Execution Layer
When someone calls a Rival tool, the platform handles everything between the incoming request and the response - routing, validation, running your code, logging the result, and deducting the cost. You write the handler; Rival takes care of the rest.
The execution model
Rival tools are stateless. Each execution is completely independent - there is no memory, cache, or shared state carried between calls. Every invocation starts fresh with only the input you provide and the environment variables attached to the tool.
This design keeps tools predictable and scalable. A tool called once behaves identically to the same tool called a thousand times in parallel, because each execution is isolated from all the others.
Rival handles all routing and scaling automatically. You do not configure servers, set concurrency limits, or manage capacity. If your tool gets called frequently, the platform handles it.
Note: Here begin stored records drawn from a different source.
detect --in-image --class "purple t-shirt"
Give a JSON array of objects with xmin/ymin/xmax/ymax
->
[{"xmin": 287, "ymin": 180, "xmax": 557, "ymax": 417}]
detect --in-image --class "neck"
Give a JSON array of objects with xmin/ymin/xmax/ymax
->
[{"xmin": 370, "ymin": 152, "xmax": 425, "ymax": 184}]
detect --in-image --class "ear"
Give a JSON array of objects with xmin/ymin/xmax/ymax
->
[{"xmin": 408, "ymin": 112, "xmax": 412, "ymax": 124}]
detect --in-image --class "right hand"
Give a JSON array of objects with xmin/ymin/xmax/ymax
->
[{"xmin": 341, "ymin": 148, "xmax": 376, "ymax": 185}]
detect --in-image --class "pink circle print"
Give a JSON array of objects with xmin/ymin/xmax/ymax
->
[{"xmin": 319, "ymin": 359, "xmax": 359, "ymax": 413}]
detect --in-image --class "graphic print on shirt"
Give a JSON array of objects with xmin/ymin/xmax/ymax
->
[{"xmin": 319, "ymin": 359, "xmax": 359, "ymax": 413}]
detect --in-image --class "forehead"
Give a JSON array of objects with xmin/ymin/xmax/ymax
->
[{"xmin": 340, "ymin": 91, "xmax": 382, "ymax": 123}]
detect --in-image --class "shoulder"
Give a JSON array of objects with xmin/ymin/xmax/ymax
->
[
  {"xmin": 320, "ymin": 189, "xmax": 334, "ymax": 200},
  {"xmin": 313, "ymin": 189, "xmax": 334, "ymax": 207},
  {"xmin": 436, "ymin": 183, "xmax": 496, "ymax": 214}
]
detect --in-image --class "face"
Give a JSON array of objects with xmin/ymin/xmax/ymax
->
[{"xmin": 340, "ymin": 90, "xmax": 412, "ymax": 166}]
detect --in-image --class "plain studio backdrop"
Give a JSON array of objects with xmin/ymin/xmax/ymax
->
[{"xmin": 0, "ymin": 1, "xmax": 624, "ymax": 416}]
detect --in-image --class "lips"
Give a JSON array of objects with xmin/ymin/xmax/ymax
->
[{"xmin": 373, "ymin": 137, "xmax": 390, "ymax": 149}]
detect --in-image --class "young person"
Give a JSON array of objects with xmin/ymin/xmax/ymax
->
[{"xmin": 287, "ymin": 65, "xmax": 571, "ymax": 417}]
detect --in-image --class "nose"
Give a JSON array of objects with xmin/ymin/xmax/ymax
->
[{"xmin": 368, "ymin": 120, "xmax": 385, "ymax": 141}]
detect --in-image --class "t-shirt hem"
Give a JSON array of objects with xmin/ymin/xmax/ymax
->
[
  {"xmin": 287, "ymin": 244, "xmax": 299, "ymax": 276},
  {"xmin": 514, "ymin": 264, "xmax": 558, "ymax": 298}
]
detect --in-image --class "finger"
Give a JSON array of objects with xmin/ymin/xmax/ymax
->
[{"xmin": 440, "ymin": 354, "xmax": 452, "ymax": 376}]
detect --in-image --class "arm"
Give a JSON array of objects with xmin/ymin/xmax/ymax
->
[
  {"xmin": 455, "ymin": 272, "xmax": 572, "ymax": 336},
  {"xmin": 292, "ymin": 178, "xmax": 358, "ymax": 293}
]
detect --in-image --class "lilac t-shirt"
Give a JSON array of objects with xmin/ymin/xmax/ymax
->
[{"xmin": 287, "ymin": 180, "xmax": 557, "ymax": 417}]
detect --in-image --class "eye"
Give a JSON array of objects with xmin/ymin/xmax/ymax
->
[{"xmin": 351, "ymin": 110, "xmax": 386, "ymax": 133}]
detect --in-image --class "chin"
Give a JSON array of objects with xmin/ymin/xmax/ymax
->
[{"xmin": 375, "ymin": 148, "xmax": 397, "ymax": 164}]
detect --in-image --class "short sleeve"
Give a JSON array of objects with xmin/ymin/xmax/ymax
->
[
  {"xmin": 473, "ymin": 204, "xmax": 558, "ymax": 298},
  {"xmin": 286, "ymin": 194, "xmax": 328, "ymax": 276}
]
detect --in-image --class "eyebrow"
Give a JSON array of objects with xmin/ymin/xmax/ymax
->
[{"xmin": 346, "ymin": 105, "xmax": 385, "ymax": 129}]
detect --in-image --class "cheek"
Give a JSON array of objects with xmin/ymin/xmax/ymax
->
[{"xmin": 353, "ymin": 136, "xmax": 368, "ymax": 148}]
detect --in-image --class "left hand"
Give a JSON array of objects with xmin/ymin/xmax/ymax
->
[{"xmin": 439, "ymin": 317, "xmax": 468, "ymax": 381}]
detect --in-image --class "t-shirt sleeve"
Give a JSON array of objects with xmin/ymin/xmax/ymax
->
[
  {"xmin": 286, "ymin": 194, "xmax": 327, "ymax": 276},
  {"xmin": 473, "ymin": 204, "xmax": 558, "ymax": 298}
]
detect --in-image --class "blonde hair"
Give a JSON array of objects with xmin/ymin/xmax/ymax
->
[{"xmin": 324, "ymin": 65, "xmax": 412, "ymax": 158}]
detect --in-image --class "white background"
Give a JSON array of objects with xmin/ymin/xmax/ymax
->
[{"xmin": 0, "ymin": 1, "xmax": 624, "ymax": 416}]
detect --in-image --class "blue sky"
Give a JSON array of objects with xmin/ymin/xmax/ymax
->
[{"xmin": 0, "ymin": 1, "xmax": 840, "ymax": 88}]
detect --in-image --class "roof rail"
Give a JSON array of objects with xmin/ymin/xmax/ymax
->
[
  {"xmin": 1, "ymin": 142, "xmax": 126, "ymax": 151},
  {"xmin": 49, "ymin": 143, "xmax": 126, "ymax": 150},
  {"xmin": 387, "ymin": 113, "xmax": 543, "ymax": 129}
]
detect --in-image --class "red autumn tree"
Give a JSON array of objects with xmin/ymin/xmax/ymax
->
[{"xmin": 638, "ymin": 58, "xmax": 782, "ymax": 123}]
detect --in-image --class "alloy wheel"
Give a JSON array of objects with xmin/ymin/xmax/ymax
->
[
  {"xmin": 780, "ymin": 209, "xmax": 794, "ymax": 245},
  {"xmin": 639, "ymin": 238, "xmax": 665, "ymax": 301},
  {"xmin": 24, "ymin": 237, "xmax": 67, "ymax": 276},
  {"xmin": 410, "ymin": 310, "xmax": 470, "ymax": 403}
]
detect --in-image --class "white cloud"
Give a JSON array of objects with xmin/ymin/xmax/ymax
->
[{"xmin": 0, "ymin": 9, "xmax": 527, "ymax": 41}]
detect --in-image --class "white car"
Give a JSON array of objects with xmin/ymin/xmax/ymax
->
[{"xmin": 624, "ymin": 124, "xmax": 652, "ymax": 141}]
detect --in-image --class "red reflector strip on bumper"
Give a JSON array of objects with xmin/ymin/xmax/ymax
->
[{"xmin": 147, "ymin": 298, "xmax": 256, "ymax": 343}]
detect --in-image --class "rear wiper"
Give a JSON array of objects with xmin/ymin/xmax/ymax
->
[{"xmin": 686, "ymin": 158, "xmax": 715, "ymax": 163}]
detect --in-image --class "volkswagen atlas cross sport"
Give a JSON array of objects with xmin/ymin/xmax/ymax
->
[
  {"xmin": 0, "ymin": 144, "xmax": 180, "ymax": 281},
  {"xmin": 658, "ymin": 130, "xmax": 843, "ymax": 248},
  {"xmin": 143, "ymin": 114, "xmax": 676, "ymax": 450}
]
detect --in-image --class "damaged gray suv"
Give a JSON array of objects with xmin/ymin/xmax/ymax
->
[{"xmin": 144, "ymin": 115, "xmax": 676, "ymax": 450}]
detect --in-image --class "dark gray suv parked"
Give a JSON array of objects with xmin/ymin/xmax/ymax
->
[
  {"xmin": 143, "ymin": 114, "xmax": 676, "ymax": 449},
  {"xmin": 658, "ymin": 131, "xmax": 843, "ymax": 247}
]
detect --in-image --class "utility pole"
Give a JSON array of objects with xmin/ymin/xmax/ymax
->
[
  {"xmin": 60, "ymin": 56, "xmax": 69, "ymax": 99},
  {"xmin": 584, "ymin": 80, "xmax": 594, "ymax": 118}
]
If it sits idle for weeks and then gets a burst of calls, that works too.
What happens when a tool is invoked
From a user’s perspective, the lifecycle of a single execution looks like this:
1. The request arrives
A caller sends a POST request to the invocation endpoint with their API key in the Authorization header, the function ID and version in the URL, and the input payload in the request body.
2. Rival validates the request
Before your code runs, the platform checks four things:
- API key - is the key valid and does it belong to an organization with access to this tool?
- Balance - does the organization have enough credits to pay for this execution?
- Function ID - does this tool exist?
- Version - does the requested version exist?
If any of these checks fail, the request is rejected immediately with an appropriate error code and your code never runs. Importantly, a rejected request is not charged.
3. Your handler runs
Once validation passes, Rival runs your tool’s handler with the input payload injected as the event argument. Your code executes and returns a response object containing a statusCode and a body.
4. The result is returned and logged
The platform sends the response back to the caller and logs the execution - recording the input, output, credits consumed, and status. The log is immediately visible in your analytics dashboard.
Error conditions
Not every execution completes successfully. The platform distinguishes between several types of failure:
401 Unauthorized - the API key is missing or invalid. The request is rejected before any processing occurs.
402 Payment Required - the organization does not have enough credits. Execution is blocked and no charge is made. Top up your balance from Settings → Billing in Dashboard.
404 Not Found - the function ID or version does not exist. Check that you are using the correct values from the tool’s detail page.
408 Timeout - your handler ran longer than the configured timeout limit. The execution is terminated, and the caller receives a timeout response. Timeout executions are not charged.
500 Handler Error - your handler threw an uncaught exception. The platform catches it, returns a 500 status code in the response body, and logs the error. The execution is charged because your code did run.
What you do not manage
Rival abstracts away the infrastructure so you can focus on building. You do not manage:
- Server provisioning or capacity planning
- Scaling or load balancing
- Execution isolation between users
- Credit accounting and billing logic
- Execution logging and retention
All of that is handled by the platform. Your job is to write a handler that takes an input and returns an output.